Sunday, October 15, 2006

IEEE Oddments

A while back, Ramesh Jain posted about an interesting development, IEEE's foray into video, Here's a blurb from the IEEE site announcement:

" is intended to make broadcasting a vibrant and valuable component of the IEEE member's experience," says Pedro Ray, vice president of IEEE Regional Activities, the area that oversees the station. "And it will advance the IEEE's commitment to educating the public on important technology and engineering issues."

Overall, I think IEEE is doing a good job of embracing the Web. My chief complaint is how they segment their papers online. Papers in the IEEE library come up in many of the professional Google searches I make. Since you need an IEEE subscription to get to them, I question the ranking offered by Google.

I think there's a general problem with Google searches here--it seems what I'd call "teaser content" seems to be rapidly evolving and rising to the top.
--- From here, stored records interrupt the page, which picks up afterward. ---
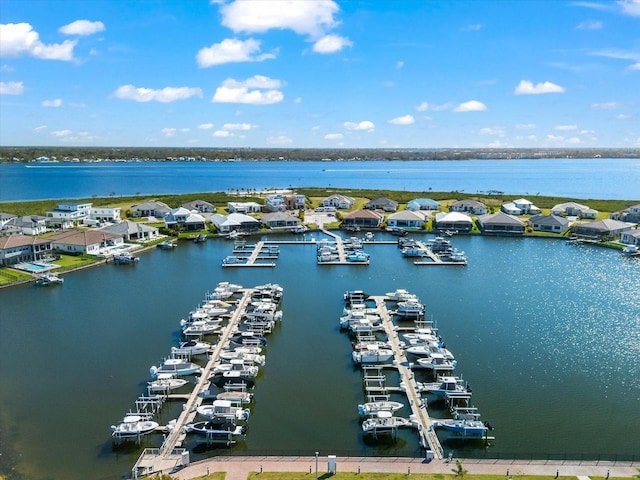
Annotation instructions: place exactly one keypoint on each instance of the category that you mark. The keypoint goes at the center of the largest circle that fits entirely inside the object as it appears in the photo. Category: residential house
(339, 201)
(423, 204)
(199, 206)
(500, 223)
(280, 220)
(602, 228)
(244, 207)
(363, 218)
(151, 209)
(520, 206)
(454, 221)
(133, 231)
(407, 219)
(89, 242)
(235, 221)
(548, 223)
(631, 214)
(16, 249)
(385, 204)
(573, 209)
(469, 206)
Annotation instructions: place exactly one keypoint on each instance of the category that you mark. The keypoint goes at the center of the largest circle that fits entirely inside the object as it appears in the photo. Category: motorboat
(401, 295)
(191, 347)
(224, 409)
(222, 429)
(133, 426)
(124, 258)
(466, 423)
(47, 279)
(372, 408)
(165, 382)
(437, 363)
(372, 354)
(166, 245)
(175, 366)
(384, 422)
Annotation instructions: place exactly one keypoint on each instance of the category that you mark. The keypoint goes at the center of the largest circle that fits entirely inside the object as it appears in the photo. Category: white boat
(437, 363)
(372, 354)
(224, 409)
(165, 382)
(124, 258)
(384, 422)
(175, 366)
(191, 347)
(47, 279)
(133, 426)
(372, 408)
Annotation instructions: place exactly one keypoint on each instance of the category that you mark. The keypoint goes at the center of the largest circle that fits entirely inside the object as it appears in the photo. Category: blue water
(598, 178)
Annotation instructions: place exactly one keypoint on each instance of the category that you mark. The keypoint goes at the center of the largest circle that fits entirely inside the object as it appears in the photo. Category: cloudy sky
(320, 73)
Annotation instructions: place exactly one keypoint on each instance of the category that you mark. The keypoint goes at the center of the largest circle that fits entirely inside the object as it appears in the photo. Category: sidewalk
(238, 468)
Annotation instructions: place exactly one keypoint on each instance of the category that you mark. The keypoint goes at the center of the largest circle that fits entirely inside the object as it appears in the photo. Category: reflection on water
(548, 335)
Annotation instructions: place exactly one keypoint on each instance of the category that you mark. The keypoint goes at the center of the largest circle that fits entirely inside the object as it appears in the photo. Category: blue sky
(320, 74)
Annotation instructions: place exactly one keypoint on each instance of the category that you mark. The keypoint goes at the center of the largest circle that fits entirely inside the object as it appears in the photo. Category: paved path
(238, 468)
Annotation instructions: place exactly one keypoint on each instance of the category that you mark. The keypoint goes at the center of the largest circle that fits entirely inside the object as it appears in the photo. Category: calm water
(600, 178)
(547, 334)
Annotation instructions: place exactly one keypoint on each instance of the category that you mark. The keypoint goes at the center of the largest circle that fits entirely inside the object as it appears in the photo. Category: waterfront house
(199, 206)
(16, 249)
(573, 209)
(631, 214)
(454, 221)
(151, 209)
(469, 206)
(548, 223)
(85, 241)
(407, 219)
(423, 204)
(363, 218)
(244, 207)
(385, 204)
(602, 228)
(182, 218)
(500, 223)
(520, 206)
(280, 220)
(339, 201)
(133, 231)
(235, 221)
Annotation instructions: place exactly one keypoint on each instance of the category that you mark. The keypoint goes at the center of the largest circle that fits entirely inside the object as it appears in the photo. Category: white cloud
(165, 95)
(331, 44)
(630, 7)
(279, 140)
(526, 87)
(405, 120)
(11, 88)
(424, 106)
(589, 25)
(364, 125)
(471, 106)
(82, 27)
(57, 102)
(232, 50)
(17, 39)
(334, 136)
(234, 91)
(312, 18)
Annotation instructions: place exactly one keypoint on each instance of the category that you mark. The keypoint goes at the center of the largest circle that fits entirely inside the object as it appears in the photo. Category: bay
(596, 178)
(547, 334)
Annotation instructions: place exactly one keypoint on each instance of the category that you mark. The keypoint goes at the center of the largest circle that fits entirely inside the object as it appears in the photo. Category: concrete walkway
(238, 468)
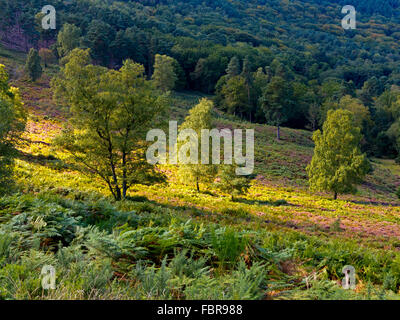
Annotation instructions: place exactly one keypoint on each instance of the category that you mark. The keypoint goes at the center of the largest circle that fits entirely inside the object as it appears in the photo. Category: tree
(68, 39)
(99, 38)
(276, 102)
(32, 66)
(47, 56)
(164, 73)
(12, 124)
(360, 112)
(235, 98)
(337, 163)
(199, 118)
(230, 183)
(233, 68)
(111, 111)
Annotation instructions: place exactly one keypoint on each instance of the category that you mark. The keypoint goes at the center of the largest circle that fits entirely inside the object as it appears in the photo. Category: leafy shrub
(227, 246)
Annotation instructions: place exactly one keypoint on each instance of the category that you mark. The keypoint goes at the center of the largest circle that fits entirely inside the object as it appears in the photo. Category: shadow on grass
(276, 203)
(47, 161)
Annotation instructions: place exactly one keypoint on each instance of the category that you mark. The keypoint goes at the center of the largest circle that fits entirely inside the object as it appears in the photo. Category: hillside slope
(169, 241)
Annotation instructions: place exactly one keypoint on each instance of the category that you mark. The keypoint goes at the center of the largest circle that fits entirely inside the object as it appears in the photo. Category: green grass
(279, 241)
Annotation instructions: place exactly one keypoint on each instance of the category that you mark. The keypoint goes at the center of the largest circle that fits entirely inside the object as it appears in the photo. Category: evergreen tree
(337, 163)
(33, 66)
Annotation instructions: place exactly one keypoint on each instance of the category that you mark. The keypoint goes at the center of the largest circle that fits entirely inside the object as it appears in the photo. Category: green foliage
(164, 74)
(233, 68)
(227, 246)
(276, 102)
(12, 124)
(68, 39)
(110, 114)
(199, 118)
(33, 66)
(337, 163)
(231, 183)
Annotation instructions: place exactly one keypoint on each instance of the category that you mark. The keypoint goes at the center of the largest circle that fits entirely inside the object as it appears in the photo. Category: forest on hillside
(301, 42)
(94, 204)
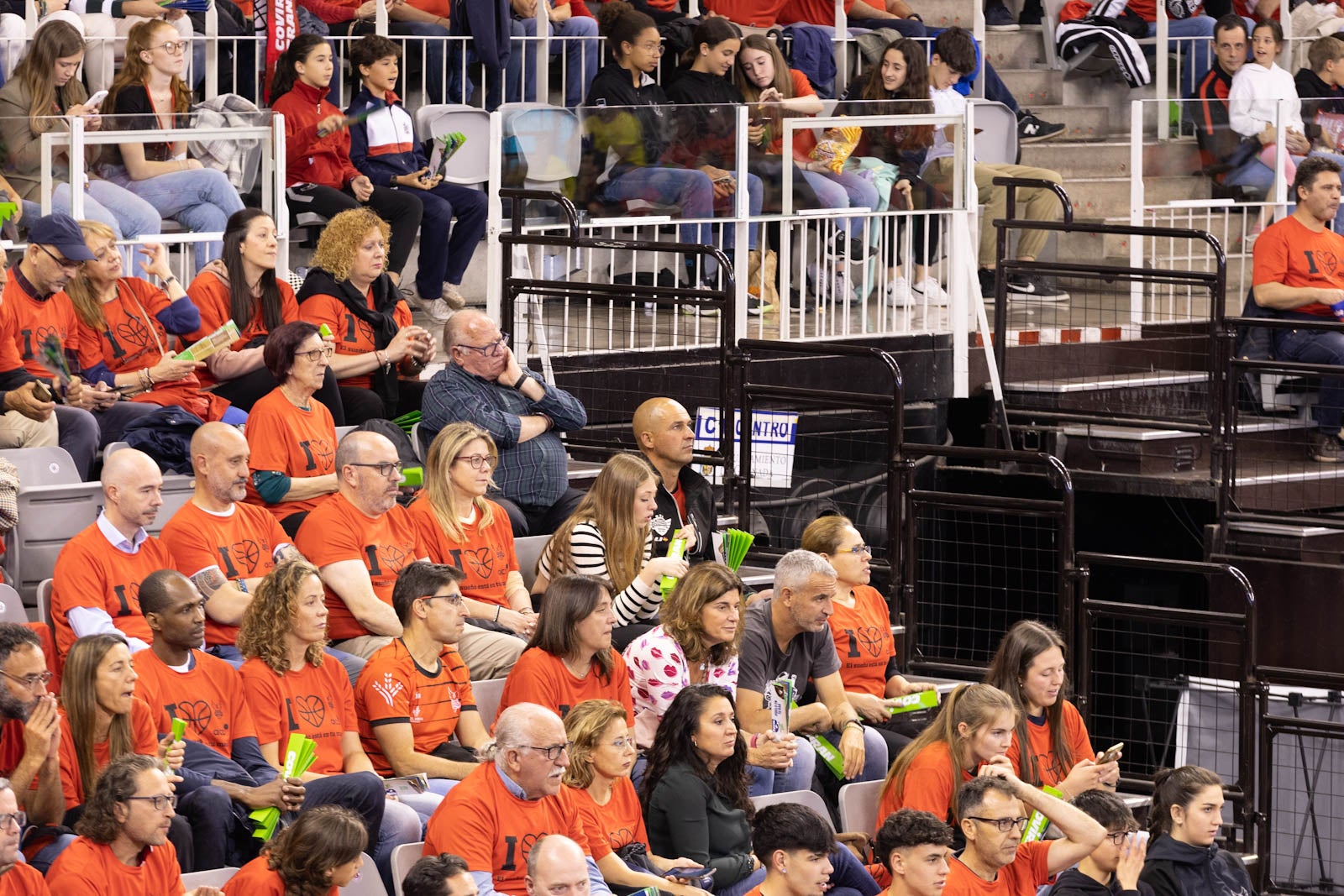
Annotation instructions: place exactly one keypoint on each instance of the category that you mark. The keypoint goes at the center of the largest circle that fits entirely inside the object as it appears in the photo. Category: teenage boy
(385, 148)
(1113, 868)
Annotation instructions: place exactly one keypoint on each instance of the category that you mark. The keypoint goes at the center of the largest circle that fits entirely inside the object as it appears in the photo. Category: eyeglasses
(383, 469)
(494, 349)
(65, 264)
(31, 683)
(1005, 825)
(327, 351)
(551, 752)
(160, 801)
(479, 461)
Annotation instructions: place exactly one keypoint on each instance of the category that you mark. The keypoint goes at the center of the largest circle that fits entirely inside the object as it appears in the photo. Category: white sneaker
(931, 291)
(898, 293)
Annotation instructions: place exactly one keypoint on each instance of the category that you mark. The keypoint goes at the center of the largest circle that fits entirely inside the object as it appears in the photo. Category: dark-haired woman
(319, 175)
(315, 856)
(1183, 860)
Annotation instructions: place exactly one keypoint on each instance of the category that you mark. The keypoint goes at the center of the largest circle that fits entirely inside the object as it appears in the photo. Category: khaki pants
(1032, 204)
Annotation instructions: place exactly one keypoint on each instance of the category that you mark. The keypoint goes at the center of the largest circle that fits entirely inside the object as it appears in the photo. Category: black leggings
(400, 208)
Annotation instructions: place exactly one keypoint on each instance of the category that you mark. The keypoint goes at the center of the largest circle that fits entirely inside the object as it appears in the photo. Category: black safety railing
(1173, 681)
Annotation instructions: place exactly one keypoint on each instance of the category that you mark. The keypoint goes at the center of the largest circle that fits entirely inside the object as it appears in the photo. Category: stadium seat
(403, 857)
(859, 806)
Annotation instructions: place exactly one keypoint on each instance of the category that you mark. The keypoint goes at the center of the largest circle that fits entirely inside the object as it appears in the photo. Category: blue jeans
(581, 60)
(201, 201)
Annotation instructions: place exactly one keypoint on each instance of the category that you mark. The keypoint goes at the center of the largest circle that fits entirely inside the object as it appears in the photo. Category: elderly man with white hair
(499, 813)
(786, 636)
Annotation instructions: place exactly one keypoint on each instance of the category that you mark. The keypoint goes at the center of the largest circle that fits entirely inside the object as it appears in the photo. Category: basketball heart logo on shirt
(387, 688)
It looks like what you want, it smells like you want, but after you click through you feel like little Ralphie in Christmas Story after he decoded Little Orphan Annie's message about drinking his Ovaltine.

This trend is degrading the quality of search results, and that means there's opportunity for anyone willing to buck the trend and come up with a search algorithm that offers more results and fewer teasers.

As far as IEEE and search goes, the greater frustration, though, is that I often can't get to many IEEE papers even though I have member access. A good proportion the time, the account access available to me won't get me to the paper I need because it's only covered if you have this or that subscription. Why oh why can't we have one stop shopping for members? Tip: If this happens to you, try searching Google for the title with "filetype:pdf" appended to your search. More often than not, you'll strike gold. >:->

A Duh! moment the other day reminded me that Jim Blinn's Corner might be available in the IEEE library. Until now, I never thought to look. Lo and behold, it's there and I even have access to it. Yey! If you've never read Blinn and you have any interest in graphics or you are the sort of person who can find pure joy in beautiful and insightful expositions of mathematics, Blinn is highly recommended. He has published three books derived from his columns. Good stuff, Maynard.